Part of the reason the blog was so late, was that in addition to being extraordinarily proud of our efforts to help our community, I am moved by FTP’s commitment to a cause intimate to me. This year my partners, led by my guy, Jeff Forbes, decided to make a sizable financial contribution to I Am ALS – a 501(c)3 organization that drives collaboration, builds and provides critical missing resources for the ALS community, drives increased awareness while we seek a cure. It is personal to me, because I am on the Board of this extraordinary organization, and I have Amyotrophic Lateral Sclerosis (ALS).
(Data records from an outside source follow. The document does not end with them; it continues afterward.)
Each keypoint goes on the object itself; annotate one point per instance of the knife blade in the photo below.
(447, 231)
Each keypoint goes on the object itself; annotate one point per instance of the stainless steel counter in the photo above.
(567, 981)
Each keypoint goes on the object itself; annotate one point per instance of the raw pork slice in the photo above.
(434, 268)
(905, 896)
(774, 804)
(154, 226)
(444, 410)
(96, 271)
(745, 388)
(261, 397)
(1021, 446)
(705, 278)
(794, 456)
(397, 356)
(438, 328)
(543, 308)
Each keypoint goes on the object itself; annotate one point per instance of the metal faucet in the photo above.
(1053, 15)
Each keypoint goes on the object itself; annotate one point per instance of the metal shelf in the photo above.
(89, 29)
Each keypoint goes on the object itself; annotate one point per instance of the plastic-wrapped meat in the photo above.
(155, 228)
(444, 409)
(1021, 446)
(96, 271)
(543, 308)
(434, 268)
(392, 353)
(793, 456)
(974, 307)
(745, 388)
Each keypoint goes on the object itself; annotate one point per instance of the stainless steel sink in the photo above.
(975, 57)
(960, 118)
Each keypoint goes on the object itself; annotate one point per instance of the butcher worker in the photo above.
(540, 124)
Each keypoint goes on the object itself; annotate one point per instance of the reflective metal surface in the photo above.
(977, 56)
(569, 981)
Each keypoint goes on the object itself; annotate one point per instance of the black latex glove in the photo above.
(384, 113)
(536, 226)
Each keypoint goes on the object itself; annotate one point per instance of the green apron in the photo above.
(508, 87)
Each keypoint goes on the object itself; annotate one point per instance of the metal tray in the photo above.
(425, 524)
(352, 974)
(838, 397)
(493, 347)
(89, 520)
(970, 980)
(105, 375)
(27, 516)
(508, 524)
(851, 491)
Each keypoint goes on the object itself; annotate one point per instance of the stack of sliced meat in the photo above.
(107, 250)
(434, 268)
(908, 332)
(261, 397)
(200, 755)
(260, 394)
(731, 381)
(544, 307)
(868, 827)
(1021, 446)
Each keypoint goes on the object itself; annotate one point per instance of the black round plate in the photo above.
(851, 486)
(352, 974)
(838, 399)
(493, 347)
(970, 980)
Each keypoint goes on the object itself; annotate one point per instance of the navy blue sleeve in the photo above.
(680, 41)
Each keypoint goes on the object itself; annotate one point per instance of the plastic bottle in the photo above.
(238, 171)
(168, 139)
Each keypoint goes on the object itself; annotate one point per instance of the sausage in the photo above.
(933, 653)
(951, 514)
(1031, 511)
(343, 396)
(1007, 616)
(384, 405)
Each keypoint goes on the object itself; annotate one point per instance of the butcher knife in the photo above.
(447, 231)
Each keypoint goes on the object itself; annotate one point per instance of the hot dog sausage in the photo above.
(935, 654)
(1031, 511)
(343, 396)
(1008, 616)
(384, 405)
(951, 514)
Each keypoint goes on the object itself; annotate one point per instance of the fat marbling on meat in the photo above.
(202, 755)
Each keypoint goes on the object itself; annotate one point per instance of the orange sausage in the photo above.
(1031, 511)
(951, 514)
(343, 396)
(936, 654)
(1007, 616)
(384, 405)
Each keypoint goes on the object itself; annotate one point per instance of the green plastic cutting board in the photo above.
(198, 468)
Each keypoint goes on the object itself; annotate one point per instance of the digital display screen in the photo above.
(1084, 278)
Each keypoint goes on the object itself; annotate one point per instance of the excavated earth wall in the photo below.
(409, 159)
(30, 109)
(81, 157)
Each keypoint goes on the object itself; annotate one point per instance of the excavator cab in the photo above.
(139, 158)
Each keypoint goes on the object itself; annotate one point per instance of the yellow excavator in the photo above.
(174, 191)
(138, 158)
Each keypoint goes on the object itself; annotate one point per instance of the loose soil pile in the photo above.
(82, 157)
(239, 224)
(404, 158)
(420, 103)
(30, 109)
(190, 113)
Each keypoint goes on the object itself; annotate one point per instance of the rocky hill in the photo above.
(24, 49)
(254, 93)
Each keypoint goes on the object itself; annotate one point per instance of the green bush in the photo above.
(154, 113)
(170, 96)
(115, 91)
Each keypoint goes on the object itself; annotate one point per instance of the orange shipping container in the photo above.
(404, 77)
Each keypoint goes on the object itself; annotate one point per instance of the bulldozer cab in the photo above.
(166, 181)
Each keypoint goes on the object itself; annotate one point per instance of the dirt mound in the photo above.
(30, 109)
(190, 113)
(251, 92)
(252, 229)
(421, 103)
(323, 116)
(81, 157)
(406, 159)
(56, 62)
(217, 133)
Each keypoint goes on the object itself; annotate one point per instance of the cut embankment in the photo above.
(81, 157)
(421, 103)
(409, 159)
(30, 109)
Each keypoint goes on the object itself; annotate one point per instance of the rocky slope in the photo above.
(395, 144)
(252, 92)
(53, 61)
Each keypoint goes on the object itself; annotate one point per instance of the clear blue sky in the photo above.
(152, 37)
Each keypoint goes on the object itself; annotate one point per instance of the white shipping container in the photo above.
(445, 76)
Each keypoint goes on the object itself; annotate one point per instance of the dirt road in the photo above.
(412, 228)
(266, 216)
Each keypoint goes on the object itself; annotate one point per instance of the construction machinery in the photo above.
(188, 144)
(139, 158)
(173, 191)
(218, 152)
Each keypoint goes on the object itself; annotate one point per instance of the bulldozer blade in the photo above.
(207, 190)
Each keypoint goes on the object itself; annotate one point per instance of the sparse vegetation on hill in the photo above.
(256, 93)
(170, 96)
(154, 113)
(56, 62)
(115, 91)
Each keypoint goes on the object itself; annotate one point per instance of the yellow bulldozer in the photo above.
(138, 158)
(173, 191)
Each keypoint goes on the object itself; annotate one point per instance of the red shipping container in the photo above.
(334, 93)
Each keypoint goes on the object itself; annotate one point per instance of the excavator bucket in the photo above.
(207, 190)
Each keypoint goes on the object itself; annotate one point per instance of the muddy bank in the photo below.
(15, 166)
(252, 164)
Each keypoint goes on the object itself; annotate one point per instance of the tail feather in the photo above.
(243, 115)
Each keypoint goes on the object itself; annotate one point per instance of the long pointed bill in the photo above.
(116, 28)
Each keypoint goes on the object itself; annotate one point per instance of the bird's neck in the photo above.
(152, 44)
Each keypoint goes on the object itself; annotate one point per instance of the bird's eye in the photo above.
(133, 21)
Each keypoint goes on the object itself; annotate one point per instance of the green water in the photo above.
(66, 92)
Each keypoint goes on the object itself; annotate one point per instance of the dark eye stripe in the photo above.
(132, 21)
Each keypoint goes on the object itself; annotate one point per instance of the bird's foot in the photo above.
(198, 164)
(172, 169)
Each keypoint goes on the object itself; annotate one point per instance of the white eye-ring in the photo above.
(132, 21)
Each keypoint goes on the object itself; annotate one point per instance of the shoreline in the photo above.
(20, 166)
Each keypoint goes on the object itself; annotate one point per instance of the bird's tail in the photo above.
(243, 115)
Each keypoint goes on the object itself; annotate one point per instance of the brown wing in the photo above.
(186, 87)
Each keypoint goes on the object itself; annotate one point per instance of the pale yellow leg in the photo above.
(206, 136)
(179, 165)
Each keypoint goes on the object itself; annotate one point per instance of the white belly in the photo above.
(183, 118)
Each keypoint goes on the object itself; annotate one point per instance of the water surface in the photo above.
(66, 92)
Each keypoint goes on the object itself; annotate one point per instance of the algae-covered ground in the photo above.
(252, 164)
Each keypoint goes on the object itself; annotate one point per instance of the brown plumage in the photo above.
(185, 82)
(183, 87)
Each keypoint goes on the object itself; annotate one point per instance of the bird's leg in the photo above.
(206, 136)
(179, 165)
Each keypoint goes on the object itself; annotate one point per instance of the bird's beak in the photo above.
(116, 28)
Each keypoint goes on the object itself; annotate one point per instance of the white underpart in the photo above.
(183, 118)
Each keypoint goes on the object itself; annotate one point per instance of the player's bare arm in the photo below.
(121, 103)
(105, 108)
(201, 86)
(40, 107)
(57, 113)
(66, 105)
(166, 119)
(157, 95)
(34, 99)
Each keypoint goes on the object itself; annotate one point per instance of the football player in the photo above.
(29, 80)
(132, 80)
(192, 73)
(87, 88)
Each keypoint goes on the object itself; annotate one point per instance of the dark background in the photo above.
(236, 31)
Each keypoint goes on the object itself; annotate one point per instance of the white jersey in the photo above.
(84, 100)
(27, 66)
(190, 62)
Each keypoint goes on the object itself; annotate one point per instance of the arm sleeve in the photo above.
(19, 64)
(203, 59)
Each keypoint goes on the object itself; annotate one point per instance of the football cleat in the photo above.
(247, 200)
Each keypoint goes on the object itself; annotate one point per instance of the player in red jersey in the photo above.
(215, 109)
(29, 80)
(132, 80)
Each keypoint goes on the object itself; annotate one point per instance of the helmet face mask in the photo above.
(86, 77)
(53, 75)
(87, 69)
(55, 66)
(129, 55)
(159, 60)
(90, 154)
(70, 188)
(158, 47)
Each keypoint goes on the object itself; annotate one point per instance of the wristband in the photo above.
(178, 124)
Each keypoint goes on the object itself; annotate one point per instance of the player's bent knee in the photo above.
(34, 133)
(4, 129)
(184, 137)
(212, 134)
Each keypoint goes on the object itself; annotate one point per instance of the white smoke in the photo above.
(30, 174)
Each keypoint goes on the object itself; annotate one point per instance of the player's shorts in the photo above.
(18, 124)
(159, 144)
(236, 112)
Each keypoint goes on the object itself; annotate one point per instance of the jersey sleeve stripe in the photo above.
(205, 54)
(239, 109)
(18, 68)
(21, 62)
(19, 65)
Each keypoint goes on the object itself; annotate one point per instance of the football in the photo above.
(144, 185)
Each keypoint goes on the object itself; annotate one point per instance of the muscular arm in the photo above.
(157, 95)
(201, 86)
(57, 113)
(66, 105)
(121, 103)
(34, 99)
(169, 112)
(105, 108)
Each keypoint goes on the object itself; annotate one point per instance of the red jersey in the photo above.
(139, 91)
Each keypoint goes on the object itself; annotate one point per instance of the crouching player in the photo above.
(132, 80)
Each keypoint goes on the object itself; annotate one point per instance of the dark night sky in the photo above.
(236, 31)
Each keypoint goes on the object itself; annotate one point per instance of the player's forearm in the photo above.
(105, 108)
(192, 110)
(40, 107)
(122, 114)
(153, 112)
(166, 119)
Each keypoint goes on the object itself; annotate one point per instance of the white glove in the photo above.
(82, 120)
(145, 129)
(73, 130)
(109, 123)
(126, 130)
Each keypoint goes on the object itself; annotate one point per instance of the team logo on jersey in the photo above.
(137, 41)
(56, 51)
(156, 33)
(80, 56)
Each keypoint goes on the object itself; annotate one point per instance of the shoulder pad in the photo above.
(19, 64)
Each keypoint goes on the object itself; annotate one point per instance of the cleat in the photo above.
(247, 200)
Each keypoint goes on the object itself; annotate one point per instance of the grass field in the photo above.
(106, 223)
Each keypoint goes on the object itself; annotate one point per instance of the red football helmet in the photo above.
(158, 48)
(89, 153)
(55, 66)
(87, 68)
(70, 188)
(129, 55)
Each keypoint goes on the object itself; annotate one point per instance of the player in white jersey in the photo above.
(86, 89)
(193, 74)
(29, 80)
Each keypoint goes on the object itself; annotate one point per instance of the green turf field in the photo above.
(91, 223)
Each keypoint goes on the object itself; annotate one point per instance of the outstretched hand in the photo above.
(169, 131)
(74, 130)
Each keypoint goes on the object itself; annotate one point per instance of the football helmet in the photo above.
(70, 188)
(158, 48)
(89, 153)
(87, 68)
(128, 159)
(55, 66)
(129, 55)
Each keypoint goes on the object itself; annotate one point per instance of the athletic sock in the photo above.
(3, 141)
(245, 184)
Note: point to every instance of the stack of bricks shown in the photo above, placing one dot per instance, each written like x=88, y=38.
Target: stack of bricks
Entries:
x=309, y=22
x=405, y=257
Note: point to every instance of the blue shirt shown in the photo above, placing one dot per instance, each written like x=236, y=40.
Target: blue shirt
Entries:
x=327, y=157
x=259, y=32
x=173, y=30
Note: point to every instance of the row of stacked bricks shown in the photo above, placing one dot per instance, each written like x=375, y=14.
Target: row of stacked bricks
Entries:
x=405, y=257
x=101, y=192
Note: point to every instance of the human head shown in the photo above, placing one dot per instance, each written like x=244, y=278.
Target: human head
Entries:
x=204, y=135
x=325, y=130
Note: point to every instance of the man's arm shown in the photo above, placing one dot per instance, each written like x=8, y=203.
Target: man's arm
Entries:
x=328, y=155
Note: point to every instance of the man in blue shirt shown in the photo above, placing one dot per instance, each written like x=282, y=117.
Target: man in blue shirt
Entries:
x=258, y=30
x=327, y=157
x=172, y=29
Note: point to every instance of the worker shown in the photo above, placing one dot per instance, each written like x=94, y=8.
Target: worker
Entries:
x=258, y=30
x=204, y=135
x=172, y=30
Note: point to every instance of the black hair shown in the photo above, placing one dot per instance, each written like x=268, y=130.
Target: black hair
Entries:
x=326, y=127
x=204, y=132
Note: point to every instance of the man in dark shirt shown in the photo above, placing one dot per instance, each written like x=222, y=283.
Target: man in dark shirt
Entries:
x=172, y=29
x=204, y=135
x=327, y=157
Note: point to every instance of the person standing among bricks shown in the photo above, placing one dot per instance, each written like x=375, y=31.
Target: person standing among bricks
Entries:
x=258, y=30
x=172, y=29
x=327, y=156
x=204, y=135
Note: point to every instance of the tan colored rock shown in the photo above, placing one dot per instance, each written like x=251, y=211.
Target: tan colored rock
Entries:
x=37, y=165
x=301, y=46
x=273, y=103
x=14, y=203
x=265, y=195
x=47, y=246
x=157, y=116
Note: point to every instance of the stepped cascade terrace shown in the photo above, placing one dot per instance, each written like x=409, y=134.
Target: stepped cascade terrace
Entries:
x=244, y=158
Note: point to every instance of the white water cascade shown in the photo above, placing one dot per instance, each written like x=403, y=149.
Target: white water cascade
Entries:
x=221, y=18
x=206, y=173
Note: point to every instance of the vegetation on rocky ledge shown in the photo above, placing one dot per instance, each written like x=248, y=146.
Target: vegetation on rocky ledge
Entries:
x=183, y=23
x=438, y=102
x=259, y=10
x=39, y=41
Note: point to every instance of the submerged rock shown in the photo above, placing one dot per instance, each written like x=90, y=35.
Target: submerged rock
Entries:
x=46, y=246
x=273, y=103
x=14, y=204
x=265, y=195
I really am ALS.
ALS is often known as Lou Gehrig’s disease and is a neurological condition that aggressively affects voluntary muscle function leading to death on average within two to five years. Consider that Gehrig died from the disease slightly more than two years after the “Iron Horse” played his last game in the Majors. No one has ever survived in the more than 150 years that ALS has had its name. No one. But the past is the past and this is about the now.
Just after Forbes and I began together, he called me out in an “Ice Bucket Challenge” video. He was hilarious and awesome and made me laugh out loud – as he has a tendency to do. I was a bit self-conscious, so I did some research, thanked God I didn’t know anyone with ALS, and opted to give $1,000 to the ALS Association (never did the IBC video). Little did I know that only a few years later that life would come full circle.
I shared my diagnosis with people in 2018 and for several months tried to figure out which group I could get involved with helping. Turns out that this awful disease brings out powerful, raw emotions and fear in people facing it. Unfortunately, that creates tension between groups who should be working together toward a common goal. Anyone who has ever been involved in politics knows that disparate voices vying to speak for one community can create inaction. Such was the environment as I read it.
Then, in late 2018, I talked to a remarkable guy named Brian Wallach. He and his equally remarkable wife, Sandra Abrevaya, were launching I Am ALS. He was diagnosed about the same time the doctors puzzled out what I had. Brian had spent the interim time studying everything about ALS and the community and putting together a posse. He pitched me on his belief that the system and the community had to start listening to each other and organizing to work together or we were both going to die of this disease.
I’ve never claimed to be all that smart, but one of my strengths is recognizing a good idea when I hear one. His was brilliant, and hey, what were my choices? So, I joined him as he and Sandra put together an amazing Board of Directors and launched in January of 2019. FTP took on I Am ALS pro bono and every single FTPer who has engaged has brought something incredibly meaningful to the table. It means the world to me that people want to help change the trajectory of this disease.
As we close out 2019, I can honestly say that I Am ALS is changing the ALS space. The community has engaged and are participating in the process. We championed doubling funding for research at DoD because our men and women in uniform deserve better – and we won. We brought together all of the major governmental and non-governmental funders for a first of its kind collaboration to name and address the challenges to rapid progress. We are pushing agencies to make ALS a priority because it can be a gateway to solving a myriad of neurological diseases. With four wonderful Congressional co-chairs, we supported the launch and growth of the Congressional ALS Caucus. In ten months of its existence, the caucus has over 80 members! It grows because its members are making a difference. At the core of all of this is the patient. People with ALS deserve more than sympathy, our condition deserves attention.
Jeff and the FTP family did not wait for me to ask for a donation. They asked “How much would be meaningful to I Am ALS? Because we want it to matter.” Just like our team tackled the Holiday Toy Drive, I am grateful to all of FTP for their willingness to take my need on their shoulders.